None of this is often to indicate that the Western powers now contemplating action in Syria are without all arguments. a fair case – at a more profound level – could be made that the UN Security Council isn’t the absolute, ultimate arbiter of using force, in all cases: force was used before the UN was invented, international law existed centuries before even the League of countries was conceived, and the UN Charter itself hasn’t ever claimed to substitute for customary international law. True, the UN Security Council is the biggest institution authorising using force, and ignoring it – as some Western governments at the moment are proposing to do in Syria – is a damaging impulse which ought to be resisted under most circumstances. But folks that accuse the West of destroying the credibility of the UN Security Council will do well to indicate an accusing finger at Russia and China, the 2 countries that have blocked any action on Syria by way of their veto powers. The credibility of the UN Security Council is not just damaged when it’s by-passed; it’s also damaged when the organisation is paralysed by countries which includes China and Russia. So, if China and Russia value their veto power, then they should also learn how to use their vetoes sparingly. That could be a significant argument which will be recommend by Western governments a lot more frequently.
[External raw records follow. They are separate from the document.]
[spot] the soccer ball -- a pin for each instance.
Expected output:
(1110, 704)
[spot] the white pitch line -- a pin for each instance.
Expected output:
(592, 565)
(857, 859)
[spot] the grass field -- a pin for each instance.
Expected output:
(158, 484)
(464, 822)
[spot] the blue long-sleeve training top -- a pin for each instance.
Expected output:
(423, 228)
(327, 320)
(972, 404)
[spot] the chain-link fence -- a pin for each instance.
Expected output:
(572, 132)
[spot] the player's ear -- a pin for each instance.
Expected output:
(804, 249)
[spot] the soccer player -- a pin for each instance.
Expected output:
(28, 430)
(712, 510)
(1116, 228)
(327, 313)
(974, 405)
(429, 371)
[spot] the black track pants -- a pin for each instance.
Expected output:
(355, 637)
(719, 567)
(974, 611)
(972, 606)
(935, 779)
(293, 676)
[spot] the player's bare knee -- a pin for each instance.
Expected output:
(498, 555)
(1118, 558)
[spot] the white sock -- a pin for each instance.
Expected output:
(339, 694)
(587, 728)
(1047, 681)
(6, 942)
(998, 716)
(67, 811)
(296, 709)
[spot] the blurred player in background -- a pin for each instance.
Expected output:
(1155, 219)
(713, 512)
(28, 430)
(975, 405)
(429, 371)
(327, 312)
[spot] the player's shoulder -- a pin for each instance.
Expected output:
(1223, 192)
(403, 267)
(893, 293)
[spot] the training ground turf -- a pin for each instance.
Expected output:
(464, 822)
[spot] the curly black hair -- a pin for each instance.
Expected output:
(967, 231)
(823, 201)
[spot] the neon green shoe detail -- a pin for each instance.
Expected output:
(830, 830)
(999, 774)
But, ultimately, that’s also a political argument for brand spanking new norms in international behaviour; it is not a legal argument for the action being contemplated in Syria. For actually that, although clever lawyers will always discover a wheeze, the Syria operation has little justification in international law.
Note
1. For an extended discussions of the opportunities and dangers in using R2P to justify operations which can’t be otherwise justified see RUSI, Short War, Long Shadow: The Political and armed forces Legacies of the 2011 Libya Campaign.